Two years later, with Linda campaigning at her side, Loretta upset Dornan, the conservative icon assumed to have an iron grip on the 46th district.

When the 39th district was redrawn, Linda followed her sister’s footsteps and found the path anything but smooth. She had to fend off the perception that she was an outsider from Orange County buying the election with her big sister’s help.

Once on Capitol Hill, the media focused briefly on the sister act, only to find that the two didn’t interact much, and even scrapped a plan to live together. Linda is more of a night owl, Loretta an early riser.

For their brothers back in California, their differing personalities were old news.

Linda “always wanted to blaze her own path,” said brother Ignacio, 37.

“Loretta works with the system,” Mike added. “Linda questions the system and fights” if necessary.

The sisters have yet to sign a contract with ReganBooks, a division of Harper Collins, but “it’s going to happen,” book agent Linda Konner said.
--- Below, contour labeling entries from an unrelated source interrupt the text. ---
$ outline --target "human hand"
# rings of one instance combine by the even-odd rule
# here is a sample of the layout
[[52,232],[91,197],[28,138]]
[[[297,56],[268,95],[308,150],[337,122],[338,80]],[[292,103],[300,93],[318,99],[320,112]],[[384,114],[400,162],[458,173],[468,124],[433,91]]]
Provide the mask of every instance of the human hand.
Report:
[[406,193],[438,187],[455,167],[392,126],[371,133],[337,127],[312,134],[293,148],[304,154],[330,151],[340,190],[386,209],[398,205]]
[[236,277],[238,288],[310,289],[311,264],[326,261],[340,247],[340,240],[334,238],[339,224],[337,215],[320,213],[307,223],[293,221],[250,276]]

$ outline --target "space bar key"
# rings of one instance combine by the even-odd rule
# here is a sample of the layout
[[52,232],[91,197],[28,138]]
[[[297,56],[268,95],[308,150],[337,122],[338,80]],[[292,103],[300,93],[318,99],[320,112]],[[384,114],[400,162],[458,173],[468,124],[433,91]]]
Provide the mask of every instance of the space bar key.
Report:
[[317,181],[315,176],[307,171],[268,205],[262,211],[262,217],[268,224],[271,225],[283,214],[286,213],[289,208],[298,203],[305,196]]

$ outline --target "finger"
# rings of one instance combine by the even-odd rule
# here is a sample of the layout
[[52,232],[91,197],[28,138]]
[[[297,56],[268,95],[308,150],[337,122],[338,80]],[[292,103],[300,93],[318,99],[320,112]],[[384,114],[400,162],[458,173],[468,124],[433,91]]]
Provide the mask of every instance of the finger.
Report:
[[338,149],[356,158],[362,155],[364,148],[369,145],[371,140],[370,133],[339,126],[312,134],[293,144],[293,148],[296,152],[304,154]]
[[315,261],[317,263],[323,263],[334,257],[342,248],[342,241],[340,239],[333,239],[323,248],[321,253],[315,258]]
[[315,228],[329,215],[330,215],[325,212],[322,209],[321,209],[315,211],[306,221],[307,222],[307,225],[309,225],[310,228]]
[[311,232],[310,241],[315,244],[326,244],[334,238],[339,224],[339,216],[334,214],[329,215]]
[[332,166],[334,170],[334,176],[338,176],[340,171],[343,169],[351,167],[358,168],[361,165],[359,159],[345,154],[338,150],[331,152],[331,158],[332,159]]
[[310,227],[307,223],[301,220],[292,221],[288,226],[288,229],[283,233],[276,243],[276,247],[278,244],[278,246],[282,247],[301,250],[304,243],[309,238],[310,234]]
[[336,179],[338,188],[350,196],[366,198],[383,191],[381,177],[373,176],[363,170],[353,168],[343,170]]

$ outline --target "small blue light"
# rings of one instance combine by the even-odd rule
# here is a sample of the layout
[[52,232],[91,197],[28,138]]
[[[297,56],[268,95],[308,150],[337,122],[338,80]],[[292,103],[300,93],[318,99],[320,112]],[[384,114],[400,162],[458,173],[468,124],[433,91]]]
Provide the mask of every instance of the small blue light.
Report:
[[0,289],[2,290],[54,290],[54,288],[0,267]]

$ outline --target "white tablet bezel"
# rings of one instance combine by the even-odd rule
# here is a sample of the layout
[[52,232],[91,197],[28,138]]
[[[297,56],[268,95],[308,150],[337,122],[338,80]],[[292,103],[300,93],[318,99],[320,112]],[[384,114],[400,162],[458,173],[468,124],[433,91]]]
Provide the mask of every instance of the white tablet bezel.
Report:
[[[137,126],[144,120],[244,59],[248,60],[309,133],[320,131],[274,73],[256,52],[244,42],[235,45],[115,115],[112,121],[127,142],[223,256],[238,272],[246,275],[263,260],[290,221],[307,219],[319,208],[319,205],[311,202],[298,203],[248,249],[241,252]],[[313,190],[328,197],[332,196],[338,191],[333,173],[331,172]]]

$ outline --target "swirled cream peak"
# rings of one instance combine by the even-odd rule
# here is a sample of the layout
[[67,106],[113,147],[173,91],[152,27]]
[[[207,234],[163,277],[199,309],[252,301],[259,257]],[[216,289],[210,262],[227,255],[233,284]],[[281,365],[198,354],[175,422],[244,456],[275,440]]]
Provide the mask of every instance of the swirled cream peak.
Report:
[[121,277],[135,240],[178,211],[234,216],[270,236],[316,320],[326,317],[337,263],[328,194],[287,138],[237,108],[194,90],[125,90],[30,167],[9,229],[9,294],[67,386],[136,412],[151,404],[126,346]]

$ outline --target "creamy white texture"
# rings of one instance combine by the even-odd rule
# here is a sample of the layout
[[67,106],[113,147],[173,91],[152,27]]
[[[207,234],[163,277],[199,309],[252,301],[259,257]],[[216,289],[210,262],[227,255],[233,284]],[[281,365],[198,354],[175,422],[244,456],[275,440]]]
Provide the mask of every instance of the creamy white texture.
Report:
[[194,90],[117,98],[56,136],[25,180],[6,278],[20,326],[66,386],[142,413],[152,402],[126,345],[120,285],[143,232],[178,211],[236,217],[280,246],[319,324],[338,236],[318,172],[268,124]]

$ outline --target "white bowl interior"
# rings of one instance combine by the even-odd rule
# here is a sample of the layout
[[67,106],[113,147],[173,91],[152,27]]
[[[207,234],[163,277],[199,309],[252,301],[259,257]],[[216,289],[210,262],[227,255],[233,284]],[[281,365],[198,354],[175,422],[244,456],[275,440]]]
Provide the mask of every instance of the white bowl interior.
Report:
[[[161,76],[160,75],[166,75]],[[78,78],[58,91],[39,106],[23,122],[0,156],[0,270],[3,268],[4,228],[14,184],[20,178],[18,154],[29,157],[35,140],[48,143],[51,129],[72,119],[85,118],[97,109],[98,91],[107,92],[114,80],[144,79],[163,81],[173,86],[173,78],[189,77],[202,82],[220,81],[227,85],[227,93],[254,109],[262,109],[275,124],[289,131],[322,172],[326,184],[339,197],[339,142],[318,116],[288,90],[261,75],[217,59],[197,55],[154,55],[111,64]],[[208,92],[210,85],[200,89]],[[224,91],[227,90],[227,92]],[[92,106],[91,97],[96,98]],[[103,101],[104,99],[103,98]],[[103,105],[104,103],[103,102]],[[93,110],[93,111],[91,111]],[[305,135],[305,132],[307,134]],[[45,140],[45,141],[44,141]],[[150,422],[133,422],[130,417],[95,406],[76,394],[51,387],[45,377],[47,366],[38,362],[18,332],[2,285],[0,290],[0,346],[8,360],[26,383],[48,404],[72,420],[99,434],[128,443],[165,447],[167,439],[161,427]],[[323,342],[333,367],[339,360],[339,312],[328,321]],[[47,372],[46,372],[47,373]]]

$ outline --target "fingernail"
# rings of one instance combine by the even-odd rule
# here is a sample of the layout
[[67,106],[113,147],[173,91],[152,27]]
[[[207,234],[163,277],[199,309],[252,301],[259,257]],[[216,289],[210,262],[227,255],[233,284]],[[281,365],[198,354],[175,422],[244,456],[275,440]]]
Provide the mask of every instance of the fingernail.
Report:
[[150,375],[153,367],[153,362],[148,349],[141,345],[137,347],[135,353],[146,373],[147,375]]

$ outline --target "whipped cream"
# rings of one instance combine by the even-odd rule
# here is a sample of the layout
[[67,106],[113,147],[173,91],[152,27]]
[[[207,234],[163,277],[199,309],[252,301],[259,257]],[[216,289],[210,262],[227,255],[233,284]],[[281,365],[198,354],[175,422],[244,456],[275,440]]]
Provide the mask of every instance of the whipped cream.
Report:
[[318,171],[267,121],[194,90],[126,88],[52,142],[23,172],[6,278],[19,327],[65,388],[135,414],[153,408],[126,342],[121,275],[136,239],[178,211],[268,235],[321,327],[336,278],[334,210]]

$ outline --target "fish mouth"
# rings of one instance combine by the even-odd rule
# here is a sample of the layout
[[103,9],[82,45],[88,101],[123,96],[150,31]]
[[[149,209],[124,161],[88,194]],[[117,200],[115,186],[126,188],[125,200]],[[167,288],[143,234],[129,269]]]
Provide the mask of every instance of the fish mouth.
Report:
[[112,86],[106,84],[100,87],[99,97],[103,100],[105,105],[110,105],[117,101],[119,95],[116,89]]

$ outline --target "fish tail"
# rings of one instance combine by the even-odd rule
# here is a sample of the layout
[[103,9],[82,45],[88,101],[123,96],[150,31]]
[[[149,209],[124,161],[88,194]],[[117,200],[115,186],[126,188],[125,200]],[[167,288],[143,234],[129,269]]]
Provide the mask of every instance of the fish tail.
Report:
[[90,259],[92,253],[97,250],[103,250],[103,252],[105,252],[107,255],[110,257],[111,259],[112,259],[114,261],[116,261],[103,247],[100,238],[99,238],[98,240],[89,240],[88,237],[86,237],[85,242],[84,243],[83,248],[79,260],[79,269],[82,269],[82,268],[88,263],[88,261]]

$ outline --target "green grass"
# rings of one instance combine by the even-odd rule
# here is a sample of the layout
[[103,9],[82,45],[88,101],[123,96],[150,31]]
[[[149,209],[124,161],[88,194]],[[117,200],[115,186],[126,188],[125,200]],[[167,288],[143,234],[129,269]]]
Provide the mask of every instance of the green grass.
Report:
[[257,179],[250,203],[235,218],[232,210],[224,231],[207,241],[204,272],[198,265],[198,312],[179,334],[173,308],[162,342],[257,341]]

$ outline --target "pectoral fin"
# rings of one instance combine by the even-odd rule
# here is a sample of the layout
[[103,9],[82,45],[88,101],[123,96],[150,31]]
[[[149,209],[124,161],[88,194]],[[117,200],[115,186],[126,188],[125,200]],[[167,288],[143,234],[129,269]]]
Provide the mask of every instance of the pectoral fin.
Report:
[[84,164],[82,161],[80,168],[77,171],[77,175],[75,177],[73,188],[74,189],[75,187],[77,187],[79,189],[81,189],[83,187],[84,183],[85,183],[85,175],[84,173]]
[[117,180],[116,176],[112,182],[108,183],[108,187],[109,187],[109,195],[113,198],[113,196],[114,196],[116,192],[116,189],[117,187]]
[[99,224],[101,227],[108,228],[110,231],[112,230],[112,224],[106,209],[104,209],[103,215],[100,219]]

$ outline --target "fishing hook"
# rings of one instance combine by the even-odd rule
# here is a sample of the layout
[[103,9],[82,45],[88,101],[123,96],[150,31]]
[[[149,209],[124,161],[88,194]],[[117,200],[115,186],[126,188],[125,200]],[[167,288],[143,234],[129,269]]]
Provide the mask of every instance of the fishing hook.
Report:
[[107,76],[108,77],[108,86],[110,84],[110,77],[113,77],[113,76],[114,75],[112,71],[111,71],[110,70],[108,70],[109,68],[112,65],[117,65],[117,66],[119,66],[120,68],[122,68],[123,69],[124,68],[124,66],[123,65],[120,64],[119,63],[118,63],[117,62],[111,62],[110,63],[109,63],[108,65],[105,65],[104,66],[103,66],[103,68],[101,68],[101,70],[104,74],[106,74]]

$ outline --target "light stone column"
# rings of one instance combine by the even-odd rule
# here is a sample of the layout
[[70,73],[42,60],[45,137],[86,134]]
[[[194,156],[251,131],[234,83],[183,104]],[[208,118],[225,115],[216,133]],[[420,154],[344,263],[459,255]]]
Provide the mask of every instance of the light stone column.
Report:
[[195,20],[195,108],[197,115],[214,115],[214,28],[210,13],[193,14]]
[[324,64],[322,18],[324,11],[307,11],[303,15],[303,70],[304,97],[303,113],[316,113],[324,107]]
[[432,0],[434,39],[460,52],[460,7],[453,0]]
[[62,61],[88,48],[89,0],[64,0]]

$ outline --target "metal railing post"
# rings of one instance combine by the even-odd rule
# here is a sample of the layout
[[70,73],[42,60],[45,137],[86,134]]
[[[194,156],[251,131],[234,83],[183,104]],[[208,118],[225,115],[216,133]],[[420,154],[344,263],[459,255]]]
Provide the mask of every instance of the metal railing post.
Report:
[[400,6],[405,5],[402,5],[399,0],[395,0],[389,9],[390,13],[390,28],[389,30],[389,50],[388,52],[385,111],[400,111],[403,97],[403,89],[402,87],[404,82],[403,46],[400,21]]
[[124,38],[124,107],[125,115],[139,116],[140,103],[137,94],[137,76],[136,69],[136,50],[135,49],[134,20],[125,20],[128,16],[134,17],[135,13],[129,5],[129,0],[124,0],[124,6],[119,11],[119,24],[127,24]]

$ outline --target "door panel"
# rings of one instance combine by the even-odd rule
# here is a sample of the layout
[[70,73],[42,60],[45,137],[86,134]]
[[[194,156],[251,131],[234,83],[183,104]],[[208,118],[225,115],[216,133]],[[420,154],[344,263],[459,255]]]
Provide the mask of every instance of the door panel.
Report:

They plan to work on the book during the August congressional recess and complete it with the help of a ghostwriter this year, with a release date sometime before the 2004 presidential election.

“It’s a great story, a great American story,” said Amin David, head of Los Amigos of Orange County, an Anaheim-based Latino rights group. “It’s not like there were any welcome mats laid out for the Sanchez sisters. They had to make it to Washington on their own.”